А Алешка за портьеркой задержался, разговор ихний слушавши. Спервоначалу так весь сосулькой и заледенел, а потом видит, какой натуральный поворот делу даден, — взошел бесстрашно, рюмками звякнул. Встал перед ими — душа на ладони — и дополнение светлым голосом сделал:
— Запамятовал, ваше скородие, виноват. Как за дровами в самую полночь в сарайчик отлучился, — черный ход на самую малость у меня был не замкнут. Может, в эту самую дистанцию их благородие к нам в лунном виде и грохнули. Больше неоткуда, потому чердак у нас изнутри замазан. Таракан и тот не пролезет.
Объяснил чистосердечно, батальонный окончательно повеселел, — военный начальник точность любит, а не то, чтоб на чудесном помеле корнеты скрозь штукатурный потолок под бурку вваливались. Отпустил он Алешку сны досыпать, а сам по пятой зверобой-рюмке невинный вопрос задает:
— Ну что ж, сынок, пондравилась тебе докторская племянница? Лимон с гвоздикой.
— Так точно. Сужет приятный, да с крючка сорвалось… Руку только нацелился поцеловать, — чуть зубов не лишился.

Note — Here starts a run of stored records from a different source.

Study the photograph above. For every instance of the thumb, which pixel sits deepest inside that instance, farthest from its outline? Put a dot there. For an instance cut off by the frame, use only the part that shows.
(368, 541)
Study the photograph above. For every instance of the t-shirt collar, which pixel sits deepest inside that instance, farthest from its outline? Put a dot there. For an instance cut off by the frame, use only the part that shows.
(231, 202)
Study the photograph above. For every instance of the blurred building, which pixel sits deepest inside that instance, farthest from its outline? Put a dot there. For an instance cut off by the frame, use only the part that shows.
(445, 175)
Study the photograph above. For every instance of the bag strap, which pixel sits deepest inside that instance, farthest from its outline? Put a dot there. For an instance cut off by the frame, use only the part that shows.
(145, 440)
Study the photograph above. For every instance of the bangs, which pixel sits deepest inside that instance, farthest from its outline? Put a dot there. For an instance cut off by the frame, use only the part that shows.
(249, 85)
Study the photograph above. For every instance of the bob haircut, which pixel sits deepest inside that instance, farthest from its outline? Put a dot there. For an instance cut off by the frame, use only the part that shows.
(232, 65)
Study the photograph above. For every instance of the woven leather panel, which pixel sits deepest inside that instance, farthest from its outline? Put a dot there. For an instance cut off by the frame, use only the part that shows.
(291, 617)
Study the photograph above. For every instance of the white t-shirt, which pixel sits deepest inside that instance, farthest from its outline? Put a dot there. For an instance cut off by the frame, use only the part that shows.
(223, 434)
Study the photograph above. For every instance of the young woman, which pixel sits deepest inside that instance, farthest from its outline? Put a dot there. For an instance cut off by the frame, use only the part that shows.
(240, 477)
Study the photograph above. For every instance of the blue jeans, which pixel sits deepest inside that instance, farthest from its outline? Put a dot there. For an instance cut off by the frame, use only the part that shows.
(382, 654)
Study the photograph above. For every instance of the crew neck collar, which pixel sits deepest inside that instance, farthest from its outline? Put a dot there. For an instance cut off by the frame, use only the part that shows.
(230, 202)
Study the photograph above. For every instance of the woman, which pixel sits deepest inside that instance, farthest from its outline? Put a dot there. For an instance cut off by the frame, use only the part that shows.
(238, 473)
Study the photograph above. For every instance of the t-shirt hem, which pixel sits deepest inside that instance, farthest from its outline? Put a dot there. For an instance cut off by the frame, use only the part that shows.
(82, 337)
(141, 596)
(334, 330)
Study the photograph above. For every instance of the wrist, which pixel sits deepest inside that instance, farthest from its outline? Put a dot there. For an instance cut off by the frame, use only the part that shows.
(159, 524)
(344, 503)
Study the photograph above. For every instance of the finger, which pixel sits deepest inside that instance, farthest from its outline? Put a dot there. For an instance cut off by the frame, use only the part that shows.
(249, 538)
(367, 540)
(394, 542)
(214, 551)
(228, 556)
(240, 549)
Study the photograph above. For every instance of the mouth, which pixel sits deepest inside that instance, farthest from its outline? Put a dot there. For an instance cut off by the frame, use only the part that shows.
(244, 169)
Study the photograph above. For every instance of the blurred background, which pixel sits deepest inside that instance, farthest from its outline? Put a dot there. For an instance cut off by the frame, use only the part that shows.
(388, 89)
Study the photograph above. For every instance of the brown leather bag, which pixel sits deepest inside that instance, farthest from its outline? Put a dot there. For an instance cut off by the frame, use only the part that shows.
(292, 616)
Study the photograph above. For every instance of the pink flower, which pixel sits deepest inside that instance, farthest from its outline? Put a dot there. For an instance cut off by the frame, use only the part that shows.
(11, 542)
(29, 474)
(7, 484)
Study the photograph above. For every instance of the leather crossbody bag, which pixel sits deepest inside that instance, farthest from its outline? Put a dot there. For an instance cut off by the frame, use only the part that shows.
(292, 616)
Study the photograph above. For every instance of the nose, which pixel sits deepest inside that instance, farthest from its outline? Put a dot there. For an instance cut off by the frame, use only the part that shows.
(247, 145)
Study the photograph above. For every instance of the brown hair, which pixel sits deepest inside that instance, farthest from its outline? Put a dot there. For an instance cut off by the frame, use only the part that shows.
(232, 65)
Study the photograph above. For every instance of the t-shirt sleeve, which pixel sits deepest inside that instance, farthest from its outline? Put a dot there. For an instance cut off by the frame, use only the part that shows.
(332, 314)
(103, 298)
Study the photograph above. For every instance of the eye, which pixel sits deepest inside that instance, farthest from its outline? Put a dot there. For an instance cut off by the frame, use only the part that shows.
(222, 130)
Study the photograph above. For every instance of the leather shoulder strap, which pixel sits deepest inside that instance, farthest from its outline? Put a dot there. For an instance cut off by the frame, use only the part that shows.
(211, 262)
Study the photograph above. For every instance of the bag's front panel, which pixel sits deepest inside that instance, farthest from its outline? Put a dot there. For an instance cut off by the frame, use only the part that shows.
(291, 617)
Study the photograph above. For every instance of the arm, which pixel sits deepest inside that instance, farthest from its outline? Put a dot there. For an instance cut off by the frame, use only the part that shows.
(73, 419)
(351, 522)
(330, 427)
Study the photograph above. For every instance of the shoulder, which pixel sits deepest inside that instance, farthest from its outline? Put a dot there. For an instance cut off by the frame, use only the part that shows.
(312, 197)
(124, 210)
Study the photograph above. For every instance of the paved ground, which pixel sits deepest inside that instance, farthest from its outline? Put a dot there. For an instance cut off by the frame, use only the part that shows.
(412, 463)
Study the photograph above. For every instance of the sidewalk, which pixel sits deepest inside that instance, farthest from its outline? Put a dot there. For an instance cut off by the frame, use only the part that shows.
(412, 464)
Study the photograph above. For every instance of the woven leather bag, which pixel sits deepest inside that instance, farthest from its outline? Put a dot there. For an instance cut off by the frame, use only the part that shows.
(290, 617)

Огонь девка!
Батальонный так и покатился.
— Эх ты, вьюнош скоропалительный. Да она ж горбунья! В градусах да в снежной завирушке ты и не разглядел… Ручку? Ее ж потому одну доктор из тиатра отпустил, что все ее в городе знают… Кто ж на такую вилковатую березу окромя мухобойного залетного корнета и польстится?
Насупился корнет, губу щиплет. Досада… Да скорей за шестую рюмку. Зверобой конфуз осаживает, известно.
Поднял тут батальонный голову: ишь как в сенях ветер скворчит. Скрозь портьерку ему невдомек, что не в ветре тут суть, а энто Алешка, гнус, морду себе башлыком затыкает… Смех его разбирает — вот-вот по всем суставам взорвется…
1931
БЕСТЕЛЕСНАЯ КОМАНДА*
Шел солдатик на станцию, с побывки на позицию возвращался. У опушки поселок вилами раздвоился: ни столба, ни надписи, — мужичкам это без надобности. Куда, однако, направление держать? Вправо, аль влево? Видит, под сосной избушка притулилась, сруб обомшелый, соломенный козырек набекрень, в оконце, словно бельмо, дерюга торчит. Ступил солдат на крыльцо, кольцом брякнул: ни человек не откликнулся, ни собака не взлаяла.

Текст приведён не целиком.